— Jetez vos armes ! ordonne-t-elle à mon compagnon et à moi.
Bouboule soupire et prend son revolver ; je connais mon gros pote et je sais qu’il va risquer. En effet, mes pronostics s’avèrent exacts. Il fait le geste de jeter l’arme sur le tapis, mais au dernier moment il l’ajuste dans sa grosse patte et balance une dragée à Maubourg. Il s’est dit qu’entre un homme et une femme mieux valait mettre l’homme K.-O. en premier. Son calcul s’annonce inexact : Héléna n’est pas tout à fait une femme comme les autres. D’une rafale elle ôte à Bouboule toute envie de chiquer.
Cet échange de mauvais procédés a eu lieu en un temps record. Évidemment mon feu a son mot à dire, mais je n’ai pu le sortir efficacement car au moment où je tirais, la femme de chambre que j’avais perdue de vue s’est jetée sur mon bras et la balle se perd dans le plancher.

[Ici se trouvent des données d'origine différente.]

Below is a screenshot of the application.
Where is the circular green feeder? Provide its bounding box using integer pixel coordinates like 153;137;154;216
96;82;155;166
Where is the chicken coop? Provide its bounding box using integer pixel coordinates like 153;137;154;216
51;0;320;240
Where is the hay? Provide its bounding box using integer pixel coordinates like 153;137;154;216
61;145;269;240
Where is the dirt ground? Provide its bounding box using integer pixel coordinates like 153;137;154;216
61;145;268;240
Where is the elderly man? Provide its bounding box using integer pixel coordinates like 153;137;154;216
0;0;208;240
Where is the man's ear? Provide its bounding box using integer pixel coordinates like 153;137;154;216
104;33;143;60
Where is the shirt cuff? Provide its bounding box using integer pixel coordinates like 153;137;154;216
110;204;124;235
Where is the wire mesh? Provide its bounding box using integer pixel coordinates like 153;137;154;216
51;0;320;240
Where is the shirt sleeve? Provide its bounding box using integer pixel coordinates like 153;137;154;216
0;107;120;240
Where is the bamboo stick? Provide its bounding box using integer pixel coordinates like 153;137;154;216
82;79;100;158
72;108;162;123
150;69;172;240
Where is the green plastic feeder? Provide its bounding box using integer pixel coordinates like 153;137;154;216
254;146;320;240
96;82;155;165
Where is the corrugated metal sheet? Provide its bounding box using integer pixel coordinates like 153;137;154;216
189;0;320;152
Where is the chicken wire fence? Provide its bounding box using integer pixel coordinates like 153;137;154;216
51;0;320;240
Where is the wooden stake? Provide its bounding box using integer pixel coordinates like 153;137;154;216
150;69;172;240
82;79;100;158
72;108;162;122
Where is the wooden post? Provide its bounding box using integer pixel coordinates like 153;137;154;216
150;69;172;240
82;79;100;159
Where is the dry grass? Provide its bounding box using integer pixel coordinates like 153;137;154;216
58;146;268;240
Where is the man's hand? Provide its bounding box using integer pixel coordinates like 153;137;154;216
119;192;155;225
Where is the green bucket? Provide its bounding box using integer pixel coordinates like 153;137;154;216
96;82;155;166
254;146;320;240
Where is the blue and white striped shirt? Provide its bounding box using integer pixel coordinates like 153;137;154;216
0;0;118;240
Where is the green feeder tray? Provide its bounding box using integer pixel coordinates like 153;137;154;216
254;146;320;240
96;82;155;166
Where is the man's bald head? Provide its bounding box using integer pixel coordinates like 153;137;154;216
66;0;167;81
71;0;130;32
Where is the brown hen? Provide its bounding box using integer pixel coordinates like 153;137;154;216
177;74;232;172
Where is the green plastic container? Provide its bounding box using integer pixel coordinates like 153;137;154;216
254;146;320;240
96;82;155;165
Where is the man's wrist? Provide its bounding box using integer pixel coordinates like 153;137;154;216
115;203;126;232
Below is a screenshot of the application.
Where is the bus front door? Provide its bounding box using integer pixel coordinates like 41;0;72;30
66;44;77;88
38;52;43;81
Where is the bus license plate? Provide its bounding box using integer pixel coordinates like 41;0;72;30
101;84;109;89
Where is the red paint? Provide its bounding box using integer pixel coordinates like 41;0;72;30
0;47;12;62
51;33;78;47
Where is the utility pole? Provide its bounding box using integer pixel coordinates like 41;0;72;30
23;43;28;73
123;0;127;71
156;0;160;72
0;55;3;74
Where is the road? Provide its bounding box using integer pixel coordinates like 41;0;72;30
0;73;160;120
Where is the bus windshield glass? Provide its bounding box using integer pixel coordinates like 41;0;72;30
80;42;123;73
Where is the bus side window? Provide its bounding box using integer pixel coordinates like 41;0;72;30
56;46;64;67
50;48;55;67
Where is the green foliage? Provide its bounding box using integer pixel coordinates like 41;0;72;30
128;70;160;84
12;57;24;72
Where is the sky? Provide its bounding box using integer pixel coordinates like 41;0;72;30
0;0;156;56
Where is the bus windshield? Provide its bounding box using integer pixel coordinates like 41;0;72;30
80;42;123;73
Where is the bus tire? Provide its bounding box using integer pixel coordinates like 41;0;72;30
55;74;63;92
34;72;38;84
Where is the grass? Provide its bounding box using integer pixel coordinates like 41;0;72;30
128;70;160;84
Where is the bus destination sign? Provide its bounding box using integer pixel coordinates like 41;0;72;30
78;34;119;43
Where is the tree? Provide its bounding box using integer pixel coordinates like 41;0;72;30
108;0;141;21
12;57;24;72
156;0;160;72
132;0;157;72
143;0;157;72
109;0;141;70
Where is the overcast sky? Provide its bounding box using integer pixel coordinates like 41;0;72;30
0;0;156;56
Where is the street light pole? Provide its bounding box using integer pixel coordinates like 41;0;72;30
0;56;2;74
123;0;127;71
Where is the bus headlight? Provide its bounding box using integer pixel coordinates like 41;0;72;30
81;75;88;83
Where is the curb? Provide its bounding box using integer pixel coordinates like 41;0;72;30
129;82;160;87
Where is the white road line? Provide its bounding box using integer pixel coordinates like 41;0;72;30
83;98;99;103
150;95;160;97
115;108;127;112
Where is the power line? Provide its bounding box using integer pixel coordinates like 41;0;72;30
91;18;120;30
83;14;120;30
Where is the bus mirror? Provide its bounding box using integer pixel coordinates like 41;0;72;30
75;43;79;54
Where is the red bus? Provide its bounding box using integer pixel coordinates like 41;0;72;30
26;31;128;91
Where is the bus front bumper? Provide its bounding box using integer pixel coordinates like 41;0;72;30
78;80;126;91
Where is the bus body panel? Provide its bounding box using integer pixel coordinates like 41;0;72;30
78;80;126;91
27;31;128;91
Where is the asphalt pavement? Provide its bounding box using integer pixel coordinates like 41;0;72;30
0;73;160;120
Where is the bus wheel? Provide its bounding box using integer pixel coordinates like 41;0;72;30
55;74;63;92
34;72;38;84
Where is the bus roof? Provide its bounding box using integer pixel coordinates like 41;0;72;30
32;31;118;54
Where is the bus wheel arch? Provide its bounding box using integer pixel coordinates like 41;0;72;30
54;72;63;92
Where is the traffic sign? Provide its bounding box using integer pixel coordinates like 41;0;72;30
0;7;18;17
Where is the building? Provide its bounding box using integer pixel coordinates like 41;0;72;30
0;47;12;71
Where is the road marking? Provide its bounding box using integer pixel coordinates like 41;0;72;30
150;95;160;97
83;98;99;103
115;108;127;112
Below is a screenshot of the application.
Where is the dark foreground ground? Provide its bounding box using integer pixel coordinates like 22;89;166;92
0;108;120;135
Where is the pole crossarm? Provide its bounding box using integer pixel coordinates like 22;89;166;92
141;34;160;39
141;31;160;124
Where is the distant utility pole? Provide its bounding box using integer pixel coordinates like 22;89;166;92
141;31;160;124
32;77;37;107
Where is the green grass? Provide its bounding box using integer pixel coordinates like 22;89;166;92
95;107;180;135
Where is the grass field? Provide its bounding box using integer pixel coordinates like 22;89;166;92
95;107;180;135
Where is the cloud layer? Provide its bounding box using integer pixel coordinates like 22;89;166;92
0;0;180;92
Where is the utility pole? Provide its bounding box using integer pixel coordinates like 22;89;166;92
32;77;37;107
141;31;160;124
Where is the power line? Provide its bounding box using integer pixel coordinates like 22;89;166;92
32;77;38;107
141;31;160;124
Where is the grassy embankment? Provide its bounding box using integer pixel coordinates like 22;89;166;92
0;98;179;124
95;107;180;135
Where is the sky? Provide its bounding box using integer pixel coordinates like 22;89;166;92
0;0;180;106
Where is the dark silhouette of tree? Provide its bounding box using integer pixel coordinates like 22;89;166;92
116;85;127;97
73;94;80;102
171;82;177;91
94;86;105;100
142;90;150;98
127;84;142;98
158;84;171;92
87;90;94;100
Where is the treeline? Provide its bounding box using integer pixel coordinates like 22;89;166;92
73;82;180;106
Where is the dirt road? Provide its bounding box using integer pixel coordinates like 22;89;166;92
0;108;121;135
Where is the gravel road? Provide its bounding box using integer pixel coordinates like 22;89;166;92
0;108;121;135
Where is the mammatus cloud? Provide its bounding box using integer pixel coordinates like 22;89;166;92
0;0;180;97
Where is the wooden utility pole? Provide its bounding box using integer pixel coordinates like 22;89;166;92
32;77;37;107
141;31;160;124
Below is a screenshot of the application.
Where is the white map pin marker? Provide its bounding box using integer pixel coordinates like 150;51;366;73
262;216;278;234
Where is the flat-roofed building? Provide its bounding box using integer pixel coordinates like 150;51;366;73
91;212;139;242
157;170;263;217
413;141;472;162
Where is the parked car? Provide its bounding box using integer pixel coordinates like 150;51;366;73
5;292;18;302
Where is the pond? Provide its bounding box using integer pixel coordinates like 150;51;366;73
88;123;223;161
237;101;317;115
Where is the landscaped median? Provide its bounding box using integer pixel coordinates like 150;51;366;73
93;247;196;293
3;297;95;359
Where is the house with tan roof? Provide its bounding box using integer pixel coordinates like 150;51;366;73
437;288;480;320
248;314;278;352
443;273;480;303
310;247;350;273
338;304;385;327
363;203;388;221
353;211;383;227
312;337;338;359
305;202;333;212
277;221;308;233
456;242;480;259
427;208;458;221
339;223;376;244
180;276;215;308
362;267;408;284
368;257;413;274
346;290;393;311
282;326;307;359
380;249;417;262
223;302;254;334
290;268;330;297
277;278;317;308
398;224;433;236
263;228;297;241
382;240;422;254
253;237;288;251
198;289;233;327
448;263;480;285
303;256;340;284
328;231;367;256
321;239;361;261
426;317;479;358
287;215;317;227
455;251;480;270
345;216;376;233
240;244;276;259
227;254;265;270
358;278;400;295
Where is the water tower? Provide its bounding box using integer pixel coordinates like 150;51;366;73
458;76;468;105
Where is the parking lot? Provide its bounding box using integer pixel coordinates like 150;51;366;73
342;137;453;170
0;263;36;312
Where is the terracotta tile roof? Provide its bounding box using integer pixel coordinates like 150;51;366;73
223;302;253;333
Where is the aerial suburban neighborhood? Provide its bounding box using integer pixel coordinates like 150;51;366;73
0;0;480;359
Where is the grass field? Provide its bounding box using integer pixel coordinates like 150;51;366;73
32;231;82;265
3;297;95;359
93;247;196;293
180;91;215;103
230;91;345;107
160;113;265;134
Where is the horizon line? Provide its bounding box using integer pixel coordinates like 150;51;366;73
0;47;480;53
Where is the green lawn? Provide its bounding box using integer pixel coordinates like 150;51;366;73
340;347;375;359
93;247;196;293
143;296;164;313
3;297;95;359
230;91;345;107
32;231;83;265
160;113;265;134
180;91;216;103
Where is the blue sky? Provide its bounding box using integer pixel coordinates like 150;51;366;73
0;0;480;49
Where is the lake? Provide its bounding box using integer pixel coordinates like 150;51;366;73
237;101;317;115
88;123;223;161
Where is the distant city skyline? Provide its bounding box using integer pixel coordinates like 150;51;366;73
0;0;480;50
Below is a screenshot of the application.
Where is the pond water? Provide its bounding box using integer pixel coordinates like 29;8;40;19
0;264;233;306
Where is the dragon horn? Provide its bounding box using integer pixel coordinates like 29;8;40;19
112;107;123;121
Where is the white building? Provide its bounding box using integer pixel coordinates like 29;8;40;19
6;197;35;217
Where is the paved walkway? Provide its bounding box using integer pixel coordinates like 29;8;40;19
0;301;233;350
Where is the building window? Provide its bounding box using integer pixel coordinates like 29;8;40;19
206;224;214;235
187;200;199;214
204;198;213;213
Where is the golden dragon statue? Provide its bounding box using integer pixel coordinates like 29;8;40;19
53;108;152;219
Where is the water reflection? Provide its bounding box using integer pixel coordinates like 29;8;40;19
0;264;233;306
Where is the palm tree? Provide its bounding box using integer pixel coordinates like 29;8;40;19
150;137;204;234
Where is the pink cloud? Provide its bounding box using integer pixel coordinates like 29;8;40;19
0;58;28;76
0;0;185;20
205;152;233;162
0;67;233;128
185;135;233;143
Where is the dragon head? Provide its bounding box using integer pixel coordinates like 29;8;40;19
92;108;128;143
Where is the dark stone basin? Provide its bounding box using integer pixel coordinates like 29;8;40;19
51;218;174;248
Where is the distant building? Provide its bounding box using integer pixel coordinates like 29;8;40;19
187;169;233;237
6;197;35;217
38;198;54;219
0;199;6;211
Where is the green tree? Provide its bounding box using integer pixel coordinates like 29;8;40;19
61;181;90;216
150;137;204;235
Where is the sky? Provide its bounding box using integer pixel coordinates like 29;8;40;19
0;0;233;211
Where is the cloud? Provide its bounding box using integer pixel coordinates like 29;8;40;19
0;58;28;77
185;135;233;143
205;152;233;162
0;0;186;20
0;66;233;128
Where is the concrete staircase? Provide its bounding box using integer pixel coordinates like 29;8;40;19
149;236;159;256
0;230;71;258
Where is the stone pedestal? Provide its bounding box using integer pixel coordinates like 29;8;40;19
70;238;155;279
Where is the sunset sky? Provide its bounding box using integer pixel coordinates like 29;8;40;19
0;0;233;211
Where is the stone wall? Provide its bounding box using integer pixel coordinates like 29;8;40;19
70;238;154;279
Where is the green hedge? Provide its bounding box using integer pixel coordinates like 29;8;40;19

C’est le signal de la ruée. Toute la meute se jette sur moi et ce ne sont pas les éclopés qui billent le moins fort. Je ne sais pas quelle jouvence ont avalé Long-pif et Bertrand, mais qu’est-ce que je déguste, Auguste !
C’est le grand bidule, le patacaisse maison. En moins de deux je suis truffé comme une dinde de Noël…
Je tente en vain de réagir. Je suis renversé sur le divan et il m’est tout à fait impossible de me dégager de là.
Je prends mon mal en patience. Comme encaisseur, je bats ceux de la Banque de France et du Palais des Sports.
Je serre les mâchoires. J’en ai vu d’autres. Et puis je suis philosophe… Je joue une partie dans laquelle le vaincu n’a pas à attendre de tendresse du vainqueur.
— Laissez-le ! fait soudain Héléna.
À regret, les loups enragés me lâchent. J’essaie timidement de bouger et je m’aperçois que j’y parviens assez aisément.